Zoals de naam van deze klaversoort Hazenpootje, Trifolium arvense, al aangeeft is deze soort van drogere gras- en hooilanden vooral tijdens en na de bloei gemakkelijk te herkennen aan het uiterlijk van de bloeiwijzen. Deze cilindervormige hoofdjes staan op lange stelen en hebben door de lange grijze haren die op de kelktanden staan een sterke gelijkenis met de pootjes van konijnen of hazen.
In drogere gras- en hooilanden waar vaak veel kleurige soorten planten staan vallen in de zomer, na de langste dag, de grijze sterk behaarde bloeiwijzen op van Hazenpootje, Trifolium arvense L., uit de Vlinderbloemenfamilie of Fabaceae, voeger ook wel Papillionaceae.
Het is een tamelijk kleine maar sterk vertakte een- of tweejarige plant, die tijdens de bloei en daarna erg opvalt door de grijze en sterk behaarde hoofdjes, die de vorm van een cilinder hebben.
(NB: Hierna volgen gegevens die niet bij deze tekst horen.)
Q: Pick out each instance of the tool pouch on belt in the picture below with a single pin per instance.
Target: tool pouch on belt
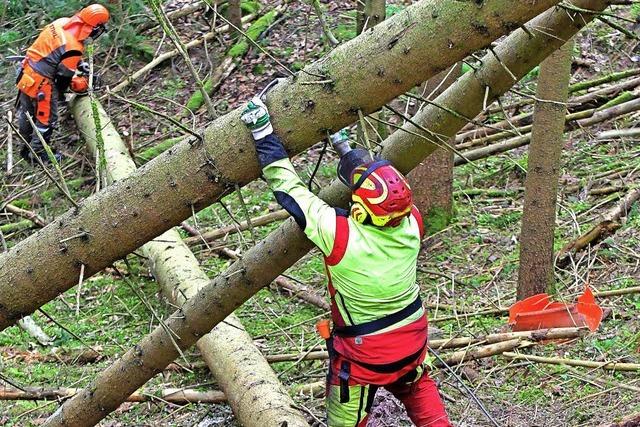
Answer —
(345, 372)
(29, 82)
Je ziet weinig van de witte kleur van de kroonbladen. Dat komt doordat de kroonbladen veel korter zijn dan de lange roodaangelopen kelktanden. De vijf kelktanden zijn allemaal even lang en heel sterk behaard met recht afstaande haren, waardoor het hoofdje een grijs donzig uiterlijk heeft. Het lijkt daardoor sterk op een pootje van een konijn of haas. Daarvan is de Nederlandse naam dan ook afgeleid. Tijdens de bloei worden de kroonbladen van wit tot rozerood tot bruin en na bestuiving en bevruchting groeit het vruchtbeginsel uit tot kleine bruine peultjes. De beharing van de kelktanden heeft een functie die vergelijkbaar is met het vruchtpluis zoals we dat kennen van de Paardenbloem en draagt bij aan de verspreiding van de vruchten.
De zaden kiemen in het voorjaar en dan groeit de plant uit met liggende tot opstijgende stengels. Deze stengels en de bladeren zijn sterk behaard met aanliggende haren, waardoor de bladeren een grijs tot viltig uiterlijk hebben. De stengels zijn op doorsnede niet hol maar gevuld. De samengestelde bladeren hebben korte steeltjes, ongeveer zo lang als de steunblaadjes, en bestaan uit drie deelblaadje met een gave rand. Waar de bladeren aan de stengels staan staan twee steunblaadjes die in een spits eindigen, die wel wat op een zweep lijkt. De deelblaadjes zijn langwerpig tot lancetvormig.
De plant staat op zonnige plaatsen die door de betreding van vee tamelijk open zijn. De grond waar ze op staan is zandgrond die niet stuift, en kalkarm en zuur is. Ook staat de plant graag op plekken waar gerommeld wordt of die bewerkt worden zoals randen van bermen, langs spoorwegen en op braakliggende akkers.
MM_130221
Het verspreidingsgebied of areaal van Hazenpootje omvat Europa met uitzondering van de koudere noordelijke streken. Verder is het ook aan te treffen in de aangrenzende gebieden van Azië en Noord-Afrika. In Nederland en België is het algemeen op de zandgronden en het komt in toenemende mate voor op plekken waar het van oorsprong minder voorkwam doordat er aanvoer plaatsvindt van zand zoals in de veengebieden en klei- en lössgebieden. In de Veldgids Plantengemeenschappen van Nederland van Schaminée, J. et al. (2010) wordt Hazenpootje omschreven als een soort die kenmerkend is voor
14B Droge graslanden
Hazenpootje is een indicatorsoort voor de volgende processen: ontkalking van de bodem en betreding en begrazing.
Uitgebreidere informatie over de ecologie van Hazenpootje en de relaties van deze soort met andere organismen en het milieu kunnen gevonden worden in Weeda, E.J. et al., (1987) Nederlandse oecologische Flora. Wilde planten en hun relaties. Deel 2: 146.
Het determineren op wetenschappelijke basis kan gebeuren met behulp van Meijden, R. van der (2005) Heukels' Flora van Nederland, 23ste druk: 372-372. Of met de nieuwe 24ste druk van deze flora: Duistermaat, L. (2020) Heukels' Flora van Nederland: 354.
Een andere gemakkelijke determinatie is mogelijk met Heijmans, E., Heinsius, H.W. en Thijsse, Jac.P. (1983) Geïllustreerde flora van Nederland, 22ste druk: 763.